David Loewen introduces himself as a as a non-Indigenous Settler. His inquiry is shaped around the following questions.

  • Why is it that ‘distance education’ is considered to start with academic institutions like Queens University in Canada, and University of Chicago in the U.S.? And, starting in the 1800s?

  • How is it that we might only be in the “5th generation” of ‘distance learning’?

  • If ‘distance learning’ is considered, by definition, to be comprised of teaching and learning with the ‘teacher’ and the ‘learner’ at different places and/or separated by time – and utilizes some form of ‘communications technology’ – then:

    • What is a totem pole? (is it not teacher and learning?)

    • What is an oral history? (Are these not teachers and learning spread across time and space and place?)

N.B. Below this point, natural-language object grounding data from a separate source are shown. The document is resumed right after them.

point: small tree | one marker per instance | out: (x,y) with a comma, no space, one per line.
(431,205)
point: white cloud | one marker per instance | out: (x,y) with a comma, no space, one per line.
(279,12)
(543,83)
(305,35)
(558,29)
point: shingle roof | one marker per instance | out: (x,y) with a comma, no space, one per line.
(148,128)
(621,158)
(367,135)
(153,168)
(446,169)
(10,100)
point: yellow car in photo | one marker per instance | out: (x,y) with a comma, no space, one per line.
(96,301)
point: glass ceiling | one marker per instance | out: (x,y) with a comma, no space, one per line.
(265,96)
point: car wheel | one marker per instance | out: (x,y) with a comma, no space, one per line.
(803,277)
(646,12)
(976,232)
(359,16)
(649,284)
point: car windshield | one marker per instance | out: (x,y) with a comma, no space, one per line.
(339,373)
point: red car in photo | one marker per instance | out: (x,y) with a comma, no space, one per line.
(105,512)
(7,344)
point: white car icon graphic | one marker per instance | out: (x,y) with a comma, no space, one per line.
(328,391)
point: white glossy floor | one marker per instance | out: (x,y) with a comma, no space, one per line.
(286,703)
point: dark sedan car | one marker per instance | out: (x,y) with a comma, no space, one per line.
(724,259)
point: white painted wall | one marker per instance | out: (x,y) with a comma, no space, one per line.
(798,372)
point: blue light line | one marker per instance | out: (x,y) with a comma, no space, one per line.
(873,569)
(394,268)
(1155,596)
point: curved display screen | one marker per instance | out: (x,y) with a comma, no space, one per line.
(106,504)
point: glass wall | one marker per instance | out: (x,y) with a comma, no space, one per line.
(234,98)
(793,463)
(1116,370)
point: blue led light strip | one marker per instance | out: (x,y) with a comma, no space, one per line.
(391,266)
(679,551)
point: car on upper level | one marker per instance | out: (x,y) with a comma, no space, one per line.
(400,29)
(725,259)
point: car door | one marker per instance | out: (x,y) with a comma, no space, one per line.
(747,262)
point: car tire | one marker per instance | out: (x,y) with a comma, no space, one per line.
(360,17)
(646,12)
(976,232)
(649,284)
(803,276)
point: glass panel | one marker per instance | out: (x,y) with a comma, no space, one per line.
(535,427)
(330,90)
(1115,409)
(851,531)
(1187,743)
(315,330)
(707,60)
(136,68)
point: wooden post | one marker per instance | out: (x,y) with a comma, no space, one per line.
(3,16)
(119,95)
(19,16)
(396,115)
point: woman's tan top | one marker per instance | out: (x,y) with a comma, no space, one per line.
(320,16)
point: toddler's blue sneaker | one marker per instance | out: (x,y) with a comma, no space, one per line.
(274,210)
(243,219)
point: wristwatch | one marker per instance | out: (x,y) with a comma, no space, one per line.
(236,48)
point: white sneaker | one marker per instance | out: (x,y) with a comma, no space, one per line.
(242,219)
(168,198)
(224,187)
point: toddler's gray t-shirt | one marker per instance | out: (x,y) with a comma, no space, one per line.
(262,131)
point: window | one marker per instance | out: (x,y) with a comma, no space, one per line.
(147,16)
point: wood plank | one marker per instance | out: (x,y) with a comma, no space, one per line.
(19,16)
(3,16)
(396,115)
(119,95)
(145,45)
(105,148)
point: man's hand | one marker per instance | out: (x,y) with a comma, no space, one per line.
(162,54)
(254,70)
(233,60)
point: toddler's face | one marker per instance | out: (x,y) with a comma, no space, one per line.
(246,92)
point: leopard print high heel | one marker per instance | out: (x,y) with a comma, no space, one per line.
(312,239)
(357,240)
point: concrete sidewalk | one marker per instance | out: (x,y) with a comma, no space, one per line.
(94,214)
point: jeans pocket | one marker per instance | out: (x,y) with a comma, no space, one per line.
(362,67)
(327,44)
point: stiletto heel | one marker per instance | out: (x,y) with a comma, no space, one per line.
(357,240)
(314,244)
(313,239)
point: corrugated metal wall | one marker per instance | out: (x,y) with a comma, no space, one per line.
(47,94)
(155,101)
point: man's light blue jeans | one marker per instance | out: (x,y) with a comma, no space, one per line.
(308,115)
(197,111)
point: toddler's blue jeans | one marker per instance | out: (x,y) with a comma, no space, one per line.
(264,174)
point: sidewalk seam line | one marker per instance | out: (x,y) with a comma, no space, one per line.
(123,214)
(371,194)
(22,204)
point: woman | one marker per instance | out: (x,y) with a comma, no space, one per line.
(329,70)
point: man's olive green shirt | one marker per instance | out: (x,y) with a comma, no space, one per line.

and concluding with “that the field of ‘distance education’ could do with some significant decolonizing, or at least opening to much expanded viewpoints about what may, or may not, comprise ‘distance education’ – let alone what might be described as ‘education’ and whom, or what, might deliver it – and probably more importantly… develop it (e.g. learning, curriculum, etc.)” (Loewen, 2017).

I found this inquiry to be thought provoking in how it challenged colonial relationships of teacher and learner and separation by distance and time.